The Ungs are able to rebuild their lives after the devastation of the Khmer Rouge—a testament to the power of the human spirit. The fact that Kim is not able to make it to the United States after all he has been through serves as an unstated indictment of overly-strict immigration laws.
Meng and Eang live in Vermont with their two daughters. Both obtained jobs at IBM despite having little knowledge of American culture, and support the entire family. Loung notes that current immigration laws mean their family will likely never be reunited, however. Loung was able to attend college and get a job working with victims of domestic violence. She eventually moved to Washington, D.C. to work with the Campaign for a Landmine-Free World. She is now the CLFW spokesperson and travels across the world to spread its message. Talking has reduced the nightmares, as well as the hate and fear she feels.
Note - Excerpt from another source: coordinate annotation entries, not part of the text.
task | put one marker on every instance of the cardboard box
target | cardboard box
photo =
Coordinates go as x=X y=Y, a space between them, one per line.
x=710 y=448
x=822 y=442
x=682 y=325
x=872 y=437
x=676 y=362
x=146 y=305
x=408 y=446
Meng and Eang’s success reveals their strength of character and will to survive, while their support of those back in Cambodia again emphasizes the unbreakable bond between family. Loung’s work with the CLFW is directly inspired by her experience with landmines in Cambodia, exemplified by the badly-burned boy she saw in the Vietnamese camp’s infirmary. Whereas she survived via rage and hate under the Khmer Rouge, she has now turned her trauma into a force for peace.
After fifteen years Loung returns to Cambodia for the first time, both nervous and excited. Her family greet her at the airport, but seem unsure of how to react. Chou looks like her mother, and when she and Loung lock eyes, Chou bursts into tears. The two hold hands “as if the chain was never broken” and walk out of the airport together.
Chou’s easy acceptance of Loung after all this time mirrors the way she reached for Loung’s hand in forgiveness back in Ro Leap. Their bond transcends time, distance, and trauma.